Available only as a PDF through the author’s site, the guide continues in the vein of Harnby’s previous business books for editors: a straightforward writing style with minimal jargon and plenty of examples from editorial businesses.
I like Harnby because while she acknowledges that many freelance editors are reluctant business owners, she doesn’t let them use that as an excuse. To be successful, you have to treat your business like a business. “If you’re not interested in making your business more visible,” she writes in this guide, “you’re probably better off working for an employer than for yourself.”
She also doesn’t shy away from unpopular truths. Many editors new to freelancing think marketing will yield them new business quickly and are discouraged when they hear it will take time, sometimes years. Harnby makes sure her readers know this. “Content marketing is a slow burn,” she writes. “It may take months, even years to see the results of your labour. Rather than thinking about it in terms of a to-do list, consider yourself a gardener.” She continues:
A gardener tends and nurtures. First, the seeds are planted (our content-marketing creation). The garden looks bare until the seedlings bud (our network begins to take notice; our valuable content is discussed and shared). Those seedlings grow into saplings (our visibility increases as we rise to the top of people’s minds and improve our search-engine rankings). Finally, the saplings mature into trees (we achieve our business goals).

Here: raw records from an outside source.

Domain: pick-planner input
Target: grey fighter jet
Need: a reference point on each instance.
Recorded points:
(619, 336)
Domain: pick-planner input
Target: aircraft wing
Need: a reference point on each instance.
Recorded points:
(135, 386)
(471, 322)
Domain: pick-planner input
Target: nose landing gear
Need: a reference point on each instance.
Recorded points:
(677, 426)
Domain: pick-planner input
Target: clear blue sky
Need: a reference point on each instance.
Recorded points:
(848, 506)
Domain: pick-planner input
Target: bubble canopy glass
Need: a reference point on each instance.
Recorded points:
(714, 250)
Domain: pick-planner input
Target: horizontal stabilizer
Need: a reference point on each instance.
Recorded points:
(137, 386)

One weakness with the guide surrounds your target audience (Alpha Audience in the book). Some of the advice and examples urge readers to target the editing community with their content. Harnby explains why this is one of her target audiences: she likes educating other editors and making a little money in the process. This is a great reason, but it’s not one every freelance editor can—or should—take on, especially less-experienced editors.
Yet all freelance editors want to target clients and would be wise to put most of their marketing efforts there. The principles and platforms for reaching a client audience are the same, of course. But I wanted to see more examples of editors reaching out to different types of clients rather than to other editors.
The best part of the book, however, is the content-building framework. This is what lets you put all the principles and advice into practice. The layout is clean and the progression is easy to follow—key features of a usable worksheet. The terminology is consistent with the rest of the book, which is a help if you need to review a section before completing the worksheet. I would encourage readers to complete the framework in order to start putting the principles to good use.
Content Marketing Primer for Editors & Proofreaders does a great job of explaining a jargon-laden strategy for promoting your business and offers many good examples and a lot of sound advice. Together with the fact that Harnby is offering it for a very attractive price (£3.99), there’s no reason to not go buy it now.